The task isn’t to gatekeep access; it’s to equip people (students and adults) with the skills and knowledge to use AI critically, ethically, and confidently. That’s AI literacy, and it belongs across the system in policy, pedagogy, professional development, procurement, and parent communication.
Human relationships stay at the center.
Multiple educators said it better than I can: AI should give us back time for the human work like feedback, conferencing, and noticing.
If tools take grading away from teachers but also take them out of the learning loop, we’ve missed the point. Augment, don’t amputate.
The right “order of operations” calms anxiety.
When adoption starts with tools, people brace for whiplash. But when it starts with vision (What are the outcomes for students? What are the goals? What are the guardrails?), then tools can follow.
We heard tangible ways to do this: AI maturity checklists, district literacy plans, and “curiosity corners” where staff can try things without feeling judged.
Student voice rightly pushed us.
The student members were phenomenal. They named both the fears (“AI will take our jobs/art/voice”) and the asks (“Show us how it’s actually useful”). They asked for projects that produce real results where AI accelerates the last mile but doesn’t replace their thinking.
With AI, students want to take on school work that has practical impacts on the world around them. They want school to feel relevant to the future they’ll be living in.
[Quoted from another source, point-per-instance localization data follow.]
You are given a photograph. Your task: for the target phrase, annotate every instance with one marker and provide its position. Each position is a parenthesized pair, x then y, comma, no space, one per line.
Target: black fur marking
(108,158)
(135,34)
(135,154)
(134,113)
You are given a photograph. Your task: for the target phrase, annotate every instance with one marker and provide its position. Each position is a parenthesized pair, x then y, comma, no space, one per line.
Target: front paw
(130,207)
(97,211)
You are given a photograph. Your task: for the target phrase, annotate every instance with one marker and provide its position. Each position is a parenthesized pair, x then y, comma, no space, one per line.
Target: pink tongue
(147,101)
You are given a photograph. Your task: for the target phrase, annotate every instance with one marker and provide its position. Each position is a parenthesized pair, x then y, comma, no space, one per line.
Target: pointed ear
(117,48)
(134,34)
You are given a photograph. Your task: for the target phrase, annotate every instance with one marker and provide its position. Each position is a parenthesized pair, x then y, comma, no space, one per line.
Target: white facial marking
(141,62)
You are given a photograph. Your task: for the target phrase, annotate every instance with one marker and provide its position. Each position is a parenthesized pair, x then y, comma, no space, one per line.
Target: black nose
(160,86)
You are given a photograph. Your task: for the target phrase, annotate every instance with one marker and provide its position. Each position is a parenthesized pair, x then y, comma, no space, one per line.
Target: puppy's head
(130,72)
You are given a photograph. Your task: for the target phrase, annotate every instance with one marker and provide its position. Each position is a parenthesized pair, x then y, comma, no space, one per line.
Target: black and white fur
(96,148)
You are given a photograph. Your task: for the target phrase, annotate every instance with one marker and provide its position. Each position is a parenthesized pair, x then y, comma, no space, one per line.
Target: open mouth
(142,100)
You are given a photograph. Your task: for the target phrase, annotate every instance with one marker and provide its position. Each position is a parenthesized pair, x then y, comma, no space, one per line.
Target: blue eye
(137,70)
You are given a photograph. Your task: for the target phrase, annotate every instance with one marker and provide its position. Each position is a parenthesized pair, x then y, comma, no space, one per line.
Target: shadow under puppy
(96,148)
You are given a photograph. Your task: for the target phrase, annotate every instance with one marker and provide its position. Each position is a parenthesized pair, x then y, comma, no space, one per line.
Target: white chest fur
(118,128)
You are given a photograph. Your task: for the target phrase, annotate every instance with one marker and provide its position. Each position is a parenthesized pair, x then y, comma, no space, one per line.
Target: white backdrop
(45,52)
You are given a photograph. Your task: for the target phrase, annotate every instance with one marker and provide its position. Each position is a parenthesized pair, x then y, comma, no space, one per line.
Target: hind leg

That’s a north star.
Professional development should be by educators, for educators, and assessed.
Teachers don’t need another playlist of videos. They need paid time, hands-on protocols, and feedback on actual artifacts (prompts, lesson shells, assessments).
We assess students, and we should also support and assess teacher AI literacy in dignified, growth-oriented ways.
Don’t add standards — integrate them.
One theme we echoed in our breakout session: please don’t bolt a brand new list of AI standards onto an already overloaded system.
Instead, thread AI literacy through existing standards (ELA media literacy, science practices, visual & performing arts, and CTE). Make it measurable where it lives, not in a silo.
Metacognition is the throughline.
A veteran educator reminded us that we must explicitly teach “thinking about thinking.”
AI is fallible. Bias exists. The skill is to interrogate outputs, refine prompts, cross-check sources, and decide when not to use the tool – that’s the muscle we want students and adults to build.
Equity is design, not a disclaimer.
AI can widen gaps if it’s only accessible, legible, or safe for some learners. That’s why the best demos we heard were the ones that incorporated UDL, multilingual support, and special education access into the starting design – not the last paragraph.